Recipes - Appetizers, Salad & Soup

Roasted Garlic Potato Soup

by Mollie Katzen
Serves: 4
 
Roasted garlic is a mild, rich presence in this low-keyed, creamy soup. It is used in combination with fresh garlic, which is cooked directly into the stock, creating deep, complex flavor. This soup contains a surprise ingredient: silken tofu, a seamlessly smooth variety that comes vacuum-packed in little cardboard boxes in most grocery stores. It gives the soup an incredible creaminess - better, in this case, than cream itself!

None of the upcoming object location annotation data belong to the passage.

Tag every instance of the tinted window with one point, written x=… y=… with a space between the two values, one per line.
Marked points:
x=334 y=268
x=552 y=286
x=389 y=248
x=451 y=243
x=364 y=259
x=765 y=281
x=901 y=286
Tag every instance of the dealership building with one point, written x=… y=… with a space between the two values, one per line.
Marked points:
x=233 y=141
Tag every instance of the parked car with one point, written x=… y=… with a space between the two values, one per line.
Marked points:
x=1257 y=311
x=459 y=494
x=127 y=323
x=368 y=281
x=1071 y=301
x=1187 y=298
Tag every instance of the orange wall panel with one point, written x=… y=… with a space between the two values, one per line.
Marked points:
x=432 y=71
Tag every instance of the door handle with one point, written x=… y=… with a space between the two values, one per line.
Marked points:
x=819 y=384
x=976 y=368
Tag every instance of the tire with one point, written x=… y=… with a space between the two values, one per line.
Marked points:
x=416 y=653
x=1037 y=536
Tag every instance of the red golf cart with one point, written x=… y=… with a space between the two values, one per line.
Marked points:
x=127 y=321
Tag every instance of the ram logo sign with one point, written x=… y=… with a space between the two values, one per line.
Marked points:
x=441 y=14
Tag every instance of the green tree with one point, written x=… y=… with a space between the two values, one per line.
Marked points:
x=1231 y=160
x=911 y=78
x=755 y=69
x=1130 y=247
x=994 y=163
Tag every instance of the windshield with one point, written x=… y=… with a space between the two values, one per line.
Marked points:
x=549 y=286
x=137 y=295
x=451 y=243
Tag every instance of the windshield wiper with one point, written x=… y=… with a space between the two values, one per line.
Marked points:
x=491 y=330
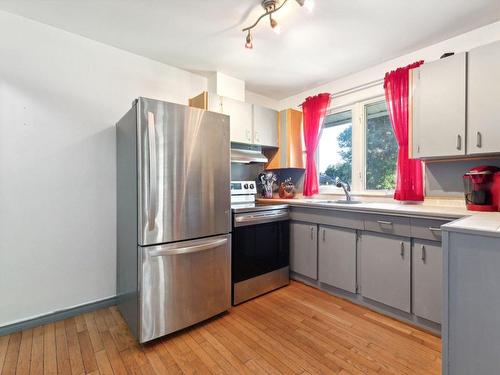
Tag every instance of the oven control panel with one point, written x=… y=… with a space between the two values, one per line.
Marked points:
x=243 y=187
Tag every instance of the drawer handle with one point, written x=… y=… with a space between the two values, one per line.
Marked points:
x=382 y=222
x=435 y=229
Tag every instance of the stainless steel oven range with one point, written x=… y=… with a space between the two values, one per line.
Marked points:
x=260 y=244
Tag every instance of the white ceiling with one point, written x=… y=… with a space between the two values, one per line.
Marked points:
x=338 y=38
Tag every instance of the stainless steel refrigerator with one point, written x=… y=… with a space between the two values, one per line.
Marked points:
x=173 y=217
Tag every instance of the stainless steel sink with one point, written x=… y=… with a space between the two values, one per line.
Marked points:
x=343 y=201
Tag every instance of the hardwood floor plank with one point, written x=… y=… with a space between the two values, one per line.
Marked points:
x=63 y=364
x=113 y=354
x=24 y=359
x=88 y=357
x=294 y=330
x=4 y=343
x=75 y=354
x=103 y=363
x=10 y=362
x=49 y=350
x=95 y=338
x=37 y=352
x=80 y=323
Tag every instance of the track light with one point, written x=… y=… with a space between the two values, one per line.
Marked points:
x=270 y=7
x=308 y=4
x=249 y=44
x=274 y=24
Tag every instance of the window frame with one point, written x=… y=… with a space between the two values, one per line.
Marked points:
x=359 y=133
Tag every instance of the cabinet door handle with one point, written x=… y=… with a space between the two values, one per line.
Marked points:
x=382 y=222
x=459 y=142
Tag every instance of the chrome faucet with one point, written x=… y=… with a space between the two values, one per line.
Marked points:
x=345 y=186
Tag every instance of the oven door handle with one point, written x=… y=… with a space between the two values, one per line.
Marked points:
x=254 y=219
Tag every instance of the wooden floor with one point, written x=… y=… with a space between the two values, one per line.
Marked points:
x=294 y=330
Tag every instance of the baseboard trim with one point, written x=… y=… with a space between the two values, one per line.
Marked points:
x=57 y=315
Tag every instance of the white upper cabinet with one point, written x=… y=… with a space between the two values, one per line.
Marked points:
x=249 y=123
x=265 y=126
x=240 y=114
x=439 y=108
x=483 y=100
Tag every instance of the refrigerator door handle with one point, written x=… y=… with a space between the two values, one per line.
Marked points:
x=152 y=181
x=189 y=249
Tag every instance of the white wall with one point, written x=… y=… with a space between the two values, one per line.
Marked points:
x=254 y=98
x=60 y=96
x=463 y=42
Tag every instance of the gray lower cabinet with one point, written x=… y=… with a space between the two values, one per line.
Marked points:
x=471 y=326
x=385 y=269
x=337 y=257
x=427 y=275
x=304 y=249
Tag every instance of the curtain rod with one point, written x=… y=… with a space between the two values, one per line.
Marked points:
x=355 y=89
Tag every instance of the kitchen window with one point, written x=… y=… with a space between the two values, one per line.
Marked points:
x=358 y=146
x=335 y=149
x=381 y=148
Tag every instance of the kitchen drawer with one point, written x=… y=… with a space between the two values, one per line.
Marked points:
x=427 y=229
x=396 y=225
x=335 y=218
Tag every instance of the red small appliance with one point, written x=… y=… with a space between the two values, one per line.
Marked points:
x=482 y=188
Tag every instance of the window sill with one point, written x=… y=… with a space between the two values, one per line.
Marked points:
x=372 y=193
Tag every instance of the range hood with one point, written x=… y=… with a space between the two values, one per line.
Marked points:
x=245 y=156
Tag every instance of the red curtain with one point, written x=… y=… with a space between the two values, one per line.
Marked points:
x=409 y=177
x=313 y=109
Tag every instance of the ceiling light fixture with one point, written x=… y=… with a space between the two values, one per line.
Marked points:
x=270 y=7
x=249 y=44
x=274 y=24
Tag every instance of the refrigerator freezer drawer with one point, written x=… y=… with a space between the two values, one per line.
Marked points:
x=182 y=284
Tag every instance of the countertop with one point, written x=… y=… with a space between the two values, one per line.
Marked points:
x=462 y=220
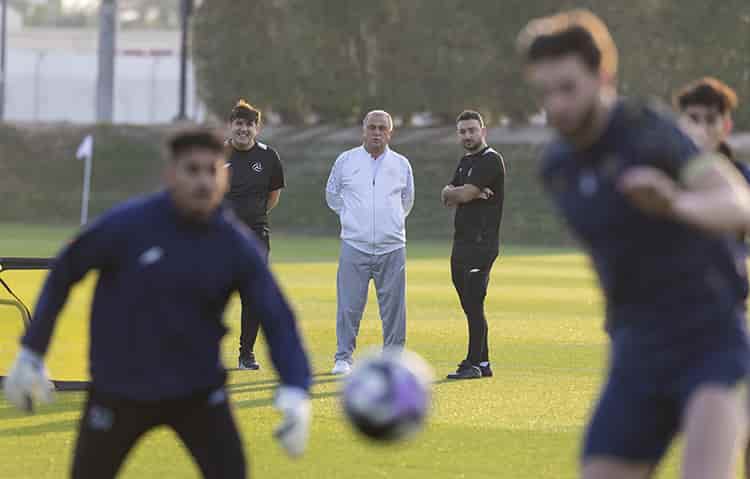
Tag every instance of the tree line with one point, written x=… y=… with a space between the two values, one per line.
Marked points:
x=334 y=59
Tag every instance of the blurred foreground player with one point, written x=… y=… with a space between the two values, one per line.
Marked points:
x=255 y=187
x=705 y=109
x=167 y=265
x=659 y=221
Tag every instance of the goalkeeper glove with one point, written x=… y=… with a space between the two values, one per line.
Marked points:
x=27 y=382
x=294 y=404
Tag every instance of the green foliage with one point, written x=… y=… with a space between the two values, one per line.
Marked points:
x=339 y=58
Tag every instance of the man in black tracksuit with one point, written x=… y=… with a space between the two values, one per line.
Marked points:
x=257 y=178
x=477 y=192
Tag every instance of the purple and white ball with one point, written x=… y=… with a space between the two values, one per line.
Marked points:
x=387 y=396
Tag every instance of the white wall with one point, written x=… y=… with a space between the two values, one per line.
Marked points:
x=54 y=85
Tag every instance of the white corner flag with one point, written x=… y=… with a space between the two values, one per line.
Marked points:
x=86 y=152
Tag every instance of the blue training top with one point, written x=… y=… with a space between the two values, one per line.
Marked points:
x=659 y=276
x=164 y=281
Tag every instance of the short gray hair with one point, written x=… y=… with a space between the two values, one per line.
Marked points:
x=378 y=112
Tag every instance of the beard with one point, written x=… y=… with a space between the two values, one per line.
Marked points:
x=471 y=146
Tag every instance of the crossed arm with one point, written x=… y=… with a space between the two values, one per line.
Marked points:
x=455 y=195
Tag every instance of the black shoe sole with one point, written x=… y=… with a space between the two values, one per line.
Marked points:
x=459 y=377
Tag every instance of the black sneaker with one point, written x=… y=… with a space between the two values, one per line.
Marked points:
x=248 y=362
x=466 y=370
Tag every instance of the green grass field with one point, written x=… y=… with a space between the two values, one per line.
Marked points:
x=546 y=340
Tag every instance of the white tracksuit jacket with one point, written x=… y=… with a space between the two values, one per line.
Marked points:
x=372 y=197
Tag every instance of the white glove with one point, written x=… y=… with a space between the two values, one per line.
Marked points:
x=292 y=433
x=27 y=382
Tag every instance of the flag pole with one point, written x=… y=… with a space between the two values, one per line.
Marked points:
x=86 y=190
x=86 y=152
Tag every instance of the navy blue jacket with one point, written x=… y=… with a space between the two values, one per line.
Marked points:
x=660 y=277
x=164 y=281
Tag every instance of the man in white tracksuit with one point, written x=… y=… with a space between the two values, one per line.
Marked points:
x=371 y=189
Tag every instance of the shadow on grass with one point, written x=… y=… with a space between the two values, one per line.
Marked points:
x=268 y=385
x=66 y=425
x=264 y=402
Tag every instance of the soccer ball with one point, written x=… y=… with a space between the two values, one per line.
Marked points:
x=386 y=397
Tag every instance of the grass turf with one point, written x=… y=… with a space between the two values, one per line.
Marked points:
x=547 y=347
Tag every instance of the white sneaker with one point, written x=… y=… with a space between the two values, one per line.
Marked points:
x=341 y=368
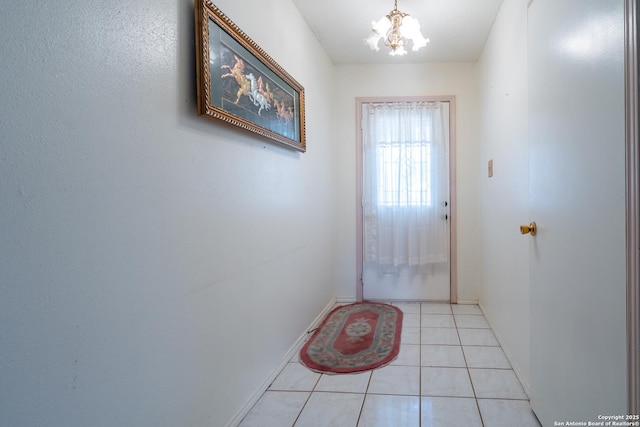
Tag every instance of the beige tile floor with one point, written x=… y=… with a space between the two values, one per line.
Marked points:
x=450 y=371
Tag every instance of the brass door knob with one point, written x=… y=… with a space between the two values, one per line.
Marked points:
x=529 y=229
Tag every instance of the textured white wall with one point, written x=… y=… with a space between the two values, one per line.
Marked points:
x=504 y=198
x=154 y=266
x=459 y=79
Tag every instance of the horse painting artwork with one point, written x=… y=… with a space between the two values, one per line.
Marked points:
x=237 y=72
x=258 y=99
x=248 y=92
x=240 y=84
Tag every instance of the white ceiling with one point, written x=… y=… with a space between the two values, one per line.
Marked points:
x=457 y=29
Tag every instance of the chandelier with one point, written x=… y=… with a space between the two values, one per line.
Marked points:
x=396 y=29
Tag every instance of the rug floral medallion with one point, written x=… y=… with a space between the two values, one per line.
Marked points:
x=354 y=338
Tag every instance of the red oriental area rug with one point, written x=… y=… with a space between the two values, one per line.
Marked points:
x=354 y=338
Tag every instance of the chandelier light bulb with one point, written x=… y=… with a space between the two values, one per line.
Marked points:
x=396 y=29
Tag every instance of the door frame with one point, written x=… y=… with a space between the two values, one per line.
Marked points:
x=633 y=203
x=451 y=99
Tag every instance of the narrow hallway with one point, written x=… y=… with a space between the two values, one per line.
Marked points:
x=451 y=371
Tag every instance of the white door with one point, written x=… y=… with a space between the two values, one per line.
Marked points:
x=577 y=198
x=430 y=283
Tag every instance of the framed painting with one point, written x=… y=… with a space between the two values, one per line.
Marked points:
x=238 y=83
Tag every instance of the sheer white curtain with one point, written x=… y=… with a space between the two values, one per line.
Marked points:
x=405 y=184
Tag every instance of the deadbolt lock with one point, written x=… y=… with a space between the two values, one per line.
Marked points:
x=529 y=229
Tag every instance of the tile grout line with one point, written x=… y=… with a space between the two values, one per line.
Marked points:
x=475 y=396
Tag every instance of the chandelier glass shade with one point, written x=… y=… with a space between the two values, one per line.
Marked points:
x=396 y=29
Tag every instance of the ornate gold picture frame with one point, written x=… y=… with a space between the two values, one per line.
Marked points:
x=240 y=84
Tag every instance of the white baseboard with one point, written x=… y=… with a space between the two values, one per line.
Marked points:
x=507 y=352
x=244 y=410
x=345 y=300
x=467 y=302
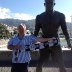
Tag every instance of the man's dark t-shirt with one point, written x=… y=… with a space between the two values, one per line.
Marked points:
x=50 y=24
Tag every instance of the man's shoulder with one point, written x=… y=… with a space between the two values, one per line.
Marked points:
x=59 y=13
x=41 y=14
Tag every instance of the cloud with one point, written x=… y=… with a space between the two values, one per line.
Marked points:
x=7 y=13
x=23 y=16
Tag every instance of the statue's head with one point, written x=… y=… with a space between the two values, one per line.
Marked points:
x=49 y=4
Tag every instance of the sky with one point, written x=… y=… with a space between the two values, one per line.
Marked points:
x=28 y=9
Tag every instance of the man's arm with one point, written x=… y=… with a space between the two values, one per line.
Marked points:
x=64 y=29
x=37 y=26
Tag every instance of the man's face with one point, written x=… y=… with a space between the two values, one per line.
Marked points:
x=49 y=5
x=21 y=30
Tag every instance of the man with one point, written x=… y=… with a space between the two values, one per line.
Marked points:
x=49 y=22
x=20 y=46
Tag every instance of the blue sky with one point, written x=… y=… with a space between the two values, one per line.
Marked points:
x=28 y=9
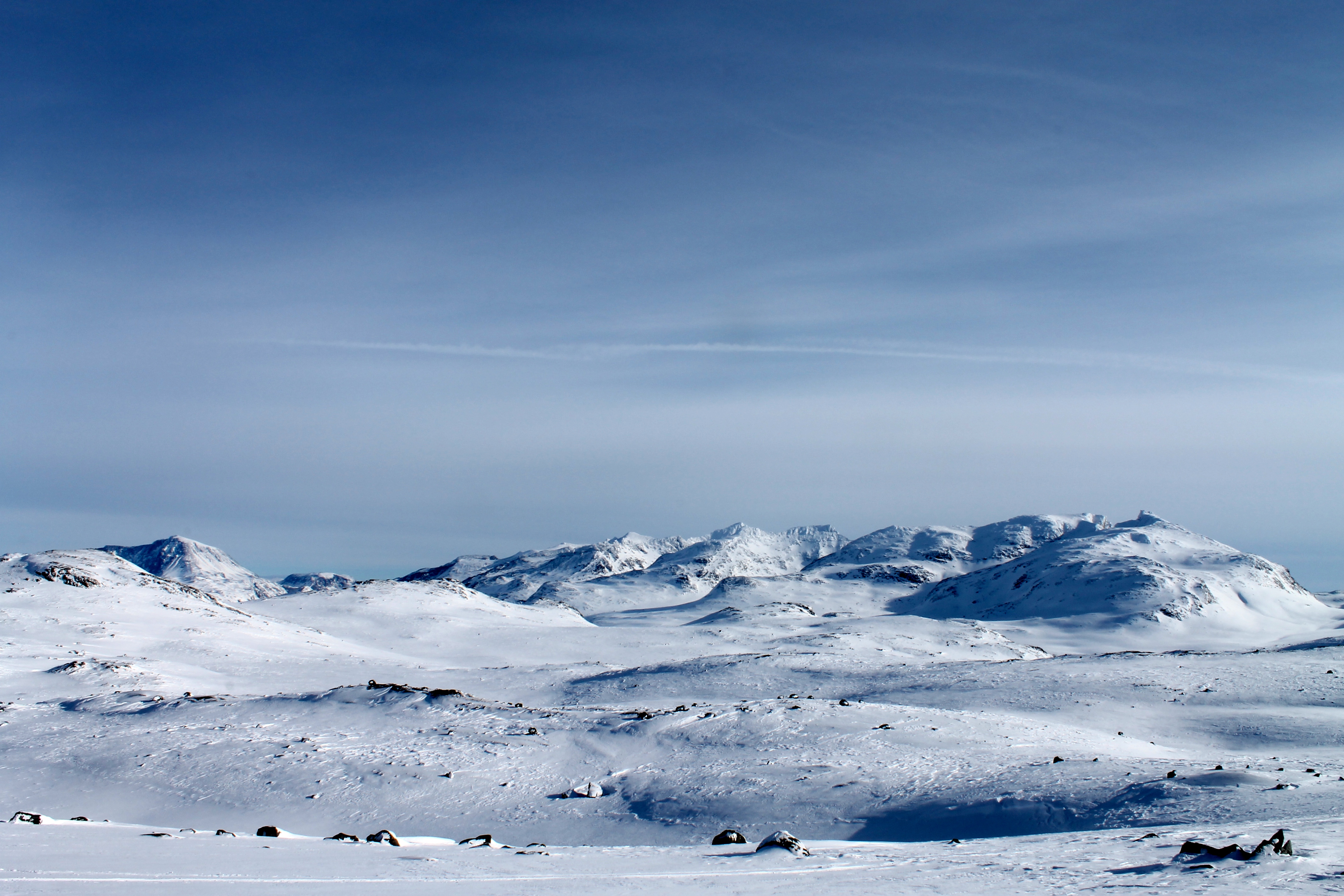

Note: Use russet potatoes for a better whip

 
Measures Translation Table
 
Ingredients:
4 bulbs garlic
1 lb. russet potatoes (about 3 medium-sized ones), peeled and cut into chunks
6 additional garlic cloves, peeled
4 1/2 cups vegetable broth
2 1/2 cups chopped onion
1 large carrot, peeled and cut into chunks
1tsp. salt
2 tsp. rosemary, dried
1 (12.3oz) pkg. Mori-Nu® Silken Tofu Lite
White pepper to taste
Rosemary sprigs for garnish (optional)
 
Instructions:
  1. Preheat oven to 375°F. Line a small pie pan with foil. Trim the very tips of the garlic bulbs, then stand them on their bases directly on the foil. Roast until the garlic feels soft when gently squeezed (about 30 minutes). Remove from the oven and set aside to cool.
  2. Meanwhile, place the potatoes in a large saucepan with the additional 6 additional peeled garlic cloves, broth, onion, carrot, salt, and rosemary. Bring to a boil, then cover and simmer until the potaotes are very soft (20-30 minutes). Remove from heat.
  3. Back to the roasted garlic. When the bulbs are cool enough to handle, break them apart with your hands, and literally squeeze the pulp from each clove into a small bowl. (this may get a little sticky)
  4. Measure out 2 tablespoons of the roasted garlic, and stir this into the soup, along with the tofu, mashed slightly. Then transfer the soup - in several batches - to a food processor. Puree each batch until very smooth. Return the puree to another pot, and stir well.
  5. Heat the soup gently; adjust salt and add white pepper to taste. Serve hot, garnished with a sprig of fresh rosemary.